The source is simply set to the host field of the collectd tuple. The plugin mangles the remaining fields of the collectd tuple to the following Librato Metrics metric_name:

[metric_prefix.]plugin[.plugin_instance].type[.type_instance].data_source

Where data_source is the name of the data source (i.e. ds_name) in the type being written. In the case that the plugin data source only has a single value, the data_source is not included in the name (unless IncludeSingleValueNames is set).

For example, the Collectd distribution has a built-in df type:

df used:GAUGE:0:1125899906842623, free:GAUGE:0:1125899906842623

The data_source values for this type would be used and free yielding the metric names (along the lines of) collectd.df.df.root.used and collectd.df.df.root.free for the root file-system.

Troubleshooting

Collectd Python Write Callback Bug

Collectd versions through 4.10.2 and 4.9.4 have a bug in the Python plugin where Python would receive bad values for certain data sets.
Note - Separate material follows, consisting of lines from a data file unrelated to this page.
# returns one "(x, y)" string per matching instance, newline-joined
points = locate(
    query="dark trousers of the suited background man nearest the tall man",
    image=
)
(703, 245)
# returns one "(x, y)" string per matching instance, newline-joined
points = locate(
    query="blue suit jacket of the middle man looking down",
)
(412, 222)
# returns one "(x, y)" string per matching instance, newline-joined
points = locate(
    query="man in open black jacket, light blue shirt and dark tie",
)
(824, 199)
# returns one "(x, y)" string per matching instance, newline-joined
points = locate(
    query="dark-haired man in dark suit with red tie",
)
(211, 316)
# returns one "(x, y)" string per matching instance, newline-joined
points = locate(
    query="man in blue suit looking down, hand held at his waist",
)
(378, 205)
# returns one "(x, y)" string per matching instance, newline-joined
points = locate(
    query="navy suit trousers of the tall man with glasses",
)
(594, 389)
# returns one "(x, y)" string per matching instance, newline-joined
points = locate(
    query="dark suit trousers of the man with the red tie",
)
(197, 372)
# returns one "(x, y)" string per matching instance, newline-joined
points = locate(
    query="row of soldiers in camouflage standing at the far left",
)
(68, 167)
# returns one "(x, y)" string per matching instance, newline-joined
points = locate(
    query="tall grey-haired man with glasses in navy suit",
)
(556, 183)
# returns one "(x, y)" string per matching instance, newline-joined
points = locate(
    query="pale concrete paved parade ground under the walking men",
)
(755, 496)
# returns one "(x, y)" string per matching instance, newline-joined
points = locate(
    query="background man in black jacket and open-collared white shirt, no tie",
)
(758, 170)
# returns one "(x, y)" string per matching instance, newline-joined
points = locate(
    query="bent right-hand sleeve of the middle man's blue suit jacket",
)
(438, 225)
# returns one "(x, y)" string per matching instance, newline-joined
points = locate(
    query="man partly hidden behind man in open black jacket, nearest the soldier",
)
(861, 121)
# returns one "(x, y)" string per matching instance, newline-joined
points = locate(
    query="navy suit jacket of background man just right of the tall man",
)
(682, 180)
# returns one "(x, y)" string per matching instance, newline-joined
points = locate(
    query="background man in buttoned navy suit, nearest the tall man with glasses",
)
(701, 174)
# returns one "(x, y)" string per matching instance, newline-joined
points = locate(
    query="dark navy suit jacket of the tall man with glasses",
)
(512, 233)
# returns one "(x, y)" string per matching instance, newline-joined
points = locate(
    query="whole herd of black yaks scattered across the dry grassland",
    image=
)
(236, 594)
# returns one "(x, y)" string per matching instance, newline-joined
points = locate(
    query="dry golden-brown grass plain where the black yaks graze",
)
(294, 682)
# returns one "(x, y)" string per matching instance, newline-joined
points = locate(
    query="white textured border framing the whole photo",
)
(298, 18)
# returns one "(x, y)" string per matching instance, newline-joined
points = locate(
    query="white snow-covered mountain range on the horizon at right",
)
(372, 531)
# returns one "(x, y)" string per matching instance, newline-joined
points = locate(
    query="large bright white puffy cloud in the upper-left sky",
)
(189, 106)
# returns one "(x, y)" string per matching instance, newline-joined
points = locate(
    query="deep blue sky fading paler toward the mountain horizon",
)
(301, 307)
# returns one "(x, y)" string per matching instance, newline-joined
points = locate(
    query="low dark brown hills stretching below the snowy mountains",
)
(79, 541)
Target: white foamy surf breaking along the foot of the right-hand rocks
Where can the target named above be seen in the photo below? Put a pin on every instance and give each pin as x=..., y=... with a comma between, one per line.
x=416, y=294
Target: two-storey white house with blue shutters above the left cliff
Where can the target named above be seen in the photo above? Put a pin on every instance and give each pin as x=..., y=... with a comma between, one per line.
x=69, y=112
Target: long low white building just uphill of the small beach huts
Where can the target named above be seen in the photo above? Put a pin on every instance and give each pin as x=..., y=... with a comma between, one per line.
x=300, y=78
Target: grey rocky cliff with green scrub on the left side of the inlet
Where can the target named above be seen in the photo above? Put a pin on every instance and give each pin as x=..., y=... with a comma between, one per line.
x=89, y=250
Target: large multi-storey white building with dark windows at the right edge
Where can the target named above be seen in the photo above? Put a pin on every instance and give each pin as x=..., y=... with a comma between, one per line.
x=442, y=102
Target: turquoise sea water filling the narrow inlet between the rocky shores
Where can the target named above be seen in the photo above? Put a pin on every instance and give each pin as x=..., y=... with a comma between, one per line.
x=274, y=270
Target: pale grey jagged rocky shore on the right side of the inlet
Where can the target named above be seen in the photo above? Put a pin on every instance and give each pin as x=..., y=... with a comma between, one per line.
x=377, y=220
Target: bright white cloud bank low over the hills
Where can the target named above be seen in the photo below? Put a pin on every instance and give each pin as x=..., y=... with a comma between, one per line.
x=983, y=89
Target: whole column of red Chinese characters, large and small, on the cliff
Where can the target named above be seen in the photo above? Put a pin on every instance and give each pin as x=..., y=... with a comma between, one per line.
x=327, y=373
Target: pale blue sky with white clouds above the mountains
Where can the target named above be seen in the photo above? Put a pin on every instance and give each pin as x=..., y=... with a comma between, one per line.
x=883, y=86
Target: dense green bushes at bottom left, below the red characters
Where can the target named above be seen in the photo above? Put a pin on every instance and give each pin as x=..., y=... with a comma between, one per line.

The bug would typically manifest as data values appearing to be 0. The collectd-carbon author identified the bug and sent a fix to the Collectd development team.

Collectd versions 4.9.5, 4.10.3, and 5.0.0 are the first official versions with a fix for this bug. If you are not running one of these versions or have not applied the fix (which can be seen at https://github.com/indygreg/collectd/commit/31bc4bc67f9ae12fb593e18e0d3649e5d4fa13f2), you will likely dispatch wrong values to Librato Metrics.

Collectd on Redhat ImportError

Using the plugin with collectd on Redhat-based distributions (RHEL, CentOS, Fedora) may produce the following error:

Jul 20 14:54:38 mon0 collectd[2487]: plugin_load_file: The global flag is not supported, libtool 2 is required for this.
Jul 20 14:54:38 mon0 collectd[2487]: python plugin: Error importing module "collectd_librato".
Jul 20 14:54:38 mon0 collectd[2487]: Unhandled python exception in importing module: ImportError: /usr/lib64/python2.4/lib-dynload/_socketmodule.so: undefined symbol: PyExc_ValueError
Jul 20 14:54:38 mon0 collectd[2487]: python plugin: Found a configuration for the "collectd_librato" plugin, but the plugin isn't loaded or didn't register a configuration callback.
Jul 20 14:54:38 mon0 collectd[2488]: plugin_dispatch_values: No write callback has been registered. Please load at least one output plugin, if you want the collected data to be stored.
Jul 20 14:54:38 mon0 collectd[2488]: Filter subsystem: Built-in target `write': Dispatching value to all write plugins failed with status 2 (ENOENT). Most likely this means you didn't load any write plugins.

This may also occur on other operating systems and collectd versions. It is caused by a libtool/libltdl quirk described in this mailing list thread. As per the workarounds detailed there, you may either:

  1. Modify the init script /etc/init.d/collectd to preload the libpython shared library:

    @@ -25,7 +25,7 @@
            echo -n $"Starting $prog: "
            if [ -r "$CONFIG" ]
            then
    -               daemon /usr/sbin/collectd -C "$CONFIG"
    +               LD_PRELOAD=/usr/lib64/libpython2.4.so daemon /usr/sbin/collectd -C "$CONFIG"
                    RETVAL=$?
                    echo
                    [ $RETVAL -eq 0 ] && touch /var/lock/subsys/$prog
    
  2. Modify the RPM and rebuild.

    @@ -182,7 +182,7 @@
    
    
     %build
    -%configure \
    +%configure CFLAGS=-"DLT_LAZY_OR_NOW='RTLD_LAZY|RTLD_GLOBAL'" \
         --disable-static \
         --disable-ascent \
         --disable-apple_sensors \
    

Contributing

If you would like to contribute a fix or feature to this plugin please feel free to fork this repo, make your change and submit a pull request!